2. You rarely do anything for yourself or spend anything on yourself beyond bare essentials. On a related note – and often as a consequence – you have forgotten what “having fun” feels like.

3. You find it easier to say yes (and feel badly about doing whatever you agreed to) than to say no in the first place.

4. In relationships, you treat your partner as well as you hope s/he will eventually treat you, and wonder why s/he doesn’t follow your example. You allow this to continue indefinitely.

5. You find yourself sacrificing some of your values to fit in with how your partner or friends choose to live.

6. When friends and family are in trouble you see it as your responsibility to help them, even if they brought the problem on themselves, and even if they need to learn from their own consequences if ever they are to change.

7. You allow others to invade your boundaries because it makes you feel needed.

8. Even though your own life is in order, you attract dysfunctional people who immediately start to depend on you. You allow this.

9. You have difficulty thinking about yourself as central to your life. Even if asked about yourself, you somehow end up talking about the people who are in your life rather than about you.

10. If you were drowning, someone else’s life would flash before your eyes.

Note that this list was adapted from a list created by Diana Robinson, Ph.D. Thanks Diana!

6 thoughts on “Top 10 signs you are codependent”

  1. In addiction circles, the terms are used interchangeably, but they are not synonymous. In fact, “coaddiction” is a term that’s falling out of favor, and rightly so. Coaddiction usually is used in reference to the spouse of an addict who does things that enable the spouse to continue in addiction, out of fear of losing the relationship if he or she stands up to the addict. That is codependent behavior. Codependence is just a term that is more broad … and applies to many different kinds of relationships, even when addiction isn’t present. Hope that helps.

  2. Personally, I like to stay away from both word desriptions and just refer to the non-addict as a

    *wife and an addict
    *child of an addict
    *parent of an addict

    etc, etc

    It sounds a little less clinical and a lot more personal.
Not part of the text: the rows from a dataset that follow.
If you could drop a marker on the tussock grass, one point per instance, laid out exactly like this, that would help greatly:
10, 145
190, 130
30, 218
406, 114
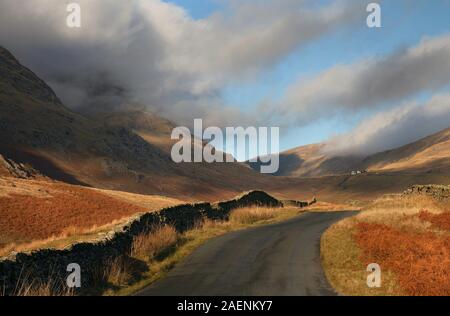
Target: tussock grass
251, 215
35, 287
154, 253
199, 234
149, 245
405, 235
  3. My spouse is a sex addict. I do not have any of the symptoms of codependency. I have plenty of symptoms of having been traumatized. Most therapists insist that codependency must be present, it is not. This insistence has only served to label and re-traumatize. My husband was an active sex addict for 30 years before he slipped up and I found out. He is a master of illusion and deception and no one close to him had any idea that he had this secret life of prostitutes, clubs, escorts, underwear fetish and excessive masturbation. He goes to one meeting a week and reads his Hazelton book in the morning. He still ogles, he still lies, he is brittle and angry often. I am grateful for your article asking about how much time is dedicated to recovery. I have realized that in 6 years of recovery he has given the minimal amount of time to his recovery and none to helping me heal. He has made no effort at amends. I have shared too much here but I am at my wits end. I believe that longer you were together before finding out about this level of betrayal the more intense the trauma and there does not seem to be any help available.

  4. It is interesting reading about this because I can admit I am a co-dependent person. It actually finally hit me why I do specific things. I grew up with an alcoholic father who was abusive to my mother, myself and my sister. Once he left, my sister got sick so that was even tougher. It hit me when it says that co-dependents talk more about others than their self. I can relate, but have no idea how to work on this. I am seeing a counselor so I will bring this up my next appointment. It became apparent when people would ask me about myself and I honestly wasn’t sure what they wanted to know. They wanted to know all about me, but I always seemed to talk about my family whom I am really close to. It is tough. I also have the others symptoms as well which sucks, but I am willing to work on.